Le président du CNC Gaëtan Bruel auditionné au Sénat

Capture de la retransmission de l'audition de Gaëtan Bruel, 2 avril 2025 © Assemblée nationale

Sept semaines après sa prise de fonction, le nouveau président du CNC était invité à partager sa vision des enjeux stratégiques de la filière avec la commission de la Culture du Sénat. L’occasion de réaffirmer, dans un contexte de mutations technologiques, sociétales et géopolitiques, l’engagement du Centre auprès des salles de cinéma et de la distribution.

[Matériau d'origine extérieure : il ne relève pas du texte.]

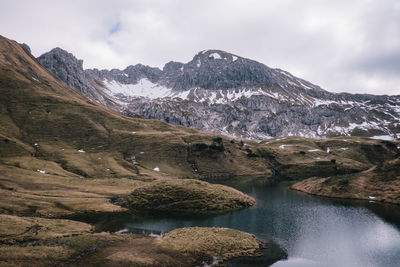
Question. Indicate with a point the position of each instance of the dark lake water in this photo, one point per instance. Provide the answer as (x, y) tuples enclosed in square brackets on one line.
[(314, 231)]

Pour Gaëtan Bruel, les 181 millions d’entrées comptabilisées dans les cinémas sont, « la meilleure réponse à ceux qui penseraient encore que notre modèle produit des films qui ne font pas se déplacer les gens en salle ». La réussite globale du modèle français repose « sur un parc de salles dense » qui permet de redynamiser certains de nos territoires ; une action renforcée par le plan de diffusion porté par la ministre de la Culture Rachida Dati, « qui a encore accru ce maillage dans les zones les plus rurales, notamment avec une aide accrue aux circuits itinérants ». 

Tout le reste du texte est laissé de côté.